Défaut de légitimation active
Base légale
Nom du tribunal
Chambre d'appel en matière de baux et loyers de Genève
Date
22.06.2001
Résumé
La loi ne prévoit pas que le défaut de légitimation active doive être examiné dès le stade de la conciliation. Bien au contraire, le rôle de l‘autorité de conciliation tel que prévu par l‘art. 274a CO est de conseiller les parties et de tenter de les amener à un accord. Au surplus, le Tribunal doit examiner d‘office si le demandeur possède la légitimation active.
Exposé des faits
Par jugement du 29 novembre 2000, le Tribunal des baux et loyers,
statuant sur incident, a constaté le défaut de légitimation active du
recourant et l‘a en conséquence débouté de toutes ses conclusions en
annulation de congé, subsidiairement de prolongation de bail.
La mère
de la locataire recourante est décédée le 12 février 1991. Par courrier
du 25 février 1991, la recourante a demandé à la bailleresse s‘il était
possible de garder l‘appartement jusqu‘à la fin du mois de mars 1991 et
si son fils, également recourant, pouvait ensuite le louer. Par lettre
du 4 mars 1991, la régie a accepté le congé donné par la fille de la
locataire, mais ne s‘est pas prononcée au sujet de la reprise du bail
par le recourant.
Par avis de résiliation du 15 décembre 1998 adressé
séparément à la recourante et au recourant la régie a résilié le bail
pour le 31 juillet 1999. Le recourant n‘a pas retiré le pli recommandé.

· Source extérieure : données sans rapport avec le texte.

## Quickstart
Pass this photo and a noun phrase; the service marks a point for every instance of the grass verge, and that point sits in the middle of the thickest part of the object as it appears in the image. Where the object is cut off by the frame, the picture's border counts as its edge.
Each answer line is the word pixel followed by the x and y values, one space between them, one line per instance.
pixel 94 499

Le 23 décembre 1998, la recourante a saisi la Commission de conciliation
en matière de baux et loyers d‘une requête en annulation de congé.
Par
pli simple du 20 janvier 1999 adressé au recourant, la régie a confirmé
l‘avis de résiliation du 15 décembre 1998 non retiré qui, à son tour, a
saisi la CCBL d‘une requête en annulation de congé le 27 janvier 1999.
La
cause, non conciliée, a été portée devant le Tribunal des baux et
loyers. La bailleresse a alors fait valoir que le recourant n‘était pas
partie au contrat et qu‘en conséquence il n‘avait pas la qualité pour
agir en annulation de congé. Par ordonnance du 3 mars 2000, le Tribunal a
invité les parties à se déterminer sur la seule question de la qualité
pour agir du recourant. Les locataires ont soutenu que la bailleresse
n‘a pas fait valoir le moindre défaut de légitimation active devant la
CCBL, ce qui interdisait au Tribunal de statuer sur ce point; à titre
subsidiaire, ils ont fait valoir qu‘un contrat de bail à loyer aurait
été conclu par actes concluants.
Considérations
4. Selon l‘appelant, la société BB S. SA n‘ayant pas soulevé la question
de son défaut de légitimation active devant la CCBL, elle ne pouvait
pas le faire ultérieurement devant le Tribunal des baux et loyers et
celui-ci n‘aurait donc pas dû se prononcer à ce sujet.
Cette
argumentation ne saurait être suivie. En effet, la loi ne prévoit pas
que le défaut de légitimation active doive être examiné dès le stade de
la conciliation devant la CCBL. Bien au contraire, le rôle de l‘autorité
de conciliation tel que prévu par l‘art. 274a CO est de conseiller les
parties et de tenter de les amener à un accord. Elle ne fait que rendre
une "pré-décision" ou une proposition de jugement
(Bertossa/Gaillard/Guyet/ Schmidt, Commentaire de la loi de procédure
civile genevoise, no 9 et 12 ad art. 426 LPC).
En conséquence,
l‘incident que BB S. SA a soulevé devant le Tribunal est tout à fait
recevable. Au surplus, le juge doit examiner d‘office si le demandeur
possède la légitimation active (Bertossa/Gaillard/Guyet/ Schmidt,
op.cit., no 4 ad art. 1 LPC, qui citent les ATF 100 II 169 c. 3 et 108
II 217 c. 1); le Tribunal aurait donc pu et dû, le cas échéant, relever
d'office la question de la légitimation active de L.W., même sans
allégation de BB S. SA à cet égard.
5. Les premiers juges ont
constaté un défaut de légitimation active de L.W. du fait que celui-ci
n‘est pas, selon eux, partie au contrat de bail à loyer.
Il convient
de relever, à titre préalable, qu‘il est admis et reconnu par la
bailleresse qu‘à la suite du jugement d‘évacuation prononcé contre M.W.,
le contrat de bail initial a été "réactivé", tacitement, puisqu‘elle
admet que cette dernière est locataire, d‘où la résiliation litigieuse.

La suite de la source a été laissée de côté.